The girls have been charged with attempted first-degree intentional homicide. If convicted as adults they could each go to prison for up to 60 years. As juveniles, they could be sentenced for only up to three years.
Anyone at least 10 years old facing the same charges are automatically considered an adult under Wisconsin law. But defence lawyers argued that the Slender Man case belongs in juvenile court because the teens suffer from mental illness and won't get the treatment they need in an adult prison.
Geyser suffers from schizophrenia, testified an expert, who also said that the teen has reported hearing voices from a person named Maggie and having visits from characters from the Harry Potter stories, including Voldemort and Snape, according to the court documents.

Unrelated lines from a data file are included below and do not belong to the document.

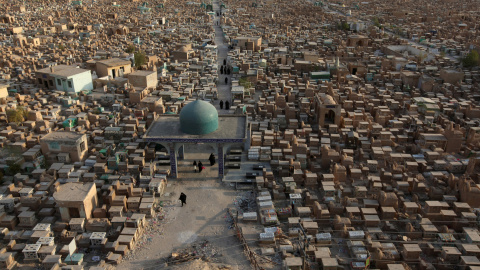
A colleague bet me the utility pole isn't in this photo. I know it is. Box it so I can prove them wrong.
[298,223,310,270]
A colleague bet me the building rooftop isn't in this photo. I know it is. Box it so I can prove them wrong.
[42,131,85,141]
[37,65,90,77]
[53,183,96,202]
[97,58,132,67]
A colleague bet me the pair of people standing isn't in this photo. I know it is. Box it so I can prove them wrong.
[220,100,230,110]
[193,160,205,172]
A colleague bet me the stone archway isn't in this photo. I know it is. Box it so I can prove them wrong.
[325,110,335,125]
[171,143,219,179]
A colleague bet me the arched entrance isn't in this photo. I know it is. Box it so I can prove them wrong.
[175,143,219,179]
[325,110,335,125]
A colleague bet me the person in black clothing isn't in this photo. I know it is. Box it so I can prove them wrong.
[198,161,203,172]
[178,192,187,207]
[208,153,215,166]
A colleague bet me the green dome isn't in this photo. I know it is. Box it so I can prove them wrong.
[180,100,218,135]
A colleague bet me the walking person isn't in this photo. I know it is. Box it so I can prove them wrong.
[178,192,187,207]
[198,161,204,173]
[208,153,215,166]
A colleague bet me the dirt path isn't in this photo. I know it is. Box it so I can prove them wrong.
[117,146,250,269]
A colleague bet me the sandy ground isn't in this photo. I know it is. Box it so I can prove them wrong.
[117,145,251,269]
[117,1,252,270]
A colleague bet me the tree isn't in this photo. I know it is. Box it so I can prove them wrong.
[462,50,480,68]
[7,107,27,124]
[133,51,147,69]
[125,44,135,53]
[372,17,382,28]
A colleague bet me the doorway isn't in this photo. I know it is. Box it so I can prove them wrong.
[68,207,80,218]
[175,143,218,180]
[324,110,335,125]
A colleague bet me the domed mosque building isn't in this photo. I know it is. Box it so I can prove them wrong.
[143,100,250,179]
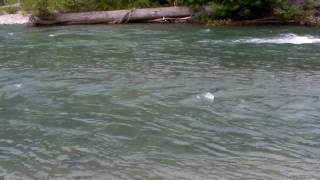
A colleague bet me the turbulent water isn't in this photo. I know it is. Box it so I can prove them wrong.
[0,25,320,180]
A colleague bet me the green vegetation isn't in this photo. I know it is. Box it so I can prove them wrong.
[0,0,315,24]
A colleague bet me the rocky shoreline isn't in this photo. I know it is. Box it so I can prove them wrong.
[0,12,31,25]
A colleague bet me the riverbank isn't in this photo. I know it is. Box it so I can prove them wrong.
[0,12,30,25]
[0,6,320,26]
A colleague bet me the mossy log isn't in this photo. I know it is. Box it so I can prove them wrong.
[29,6,213,26]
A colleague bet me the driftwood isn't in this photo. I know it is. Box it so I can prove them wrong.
[29,6,213,26]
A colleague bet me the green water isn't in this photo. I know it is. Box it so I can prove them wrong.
[0,25,320,180]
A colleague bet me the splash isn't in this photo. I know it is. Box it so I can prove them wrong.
[197,92,214,102]
[233,34,320,44]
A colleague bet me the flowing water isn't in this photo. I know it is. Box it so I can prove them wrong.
[0,25,320,180]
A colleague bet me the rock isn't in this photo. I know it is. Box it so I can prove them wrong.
[0,13,30,25]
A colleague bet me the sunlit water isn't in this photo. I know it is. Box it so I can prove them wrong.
[0,25,320,180]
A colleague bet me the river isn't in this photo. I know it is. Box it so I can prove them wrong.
[0,24,320,180]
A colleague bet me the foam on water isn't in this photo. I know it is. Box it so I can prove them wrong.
[197,92,214,102]
[233,33,320,44]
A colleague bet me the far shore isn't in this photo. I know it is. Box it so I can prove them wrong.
[0,6,320,27]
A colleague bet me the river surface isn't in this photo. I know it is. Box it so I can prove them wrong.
[0,24,320,180]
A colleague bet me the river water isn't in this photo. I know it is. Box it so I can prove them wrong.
[0,25,320,180]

The 2nd District Appeals Court reaffirmed a lower court's ruling that it was reasonable to try the girls as adults. The appeals court noted a conviction in the juvenile system would mean they'd be released at age 18 with no supervision or mental health treatment, according to the court ruling.
It also pointed out that the evidence showed the crime was not accidental or impulsive, but planned out and extremely violent.
"This was in fact not a happenstance that just didn't work out, they would have killed [the victim] had they had more time had they thought about it," stated the ruling by the lower court.
The girls' lawyers can still appeal the ruling to the state's top court, though it's not yet clear if they will do so.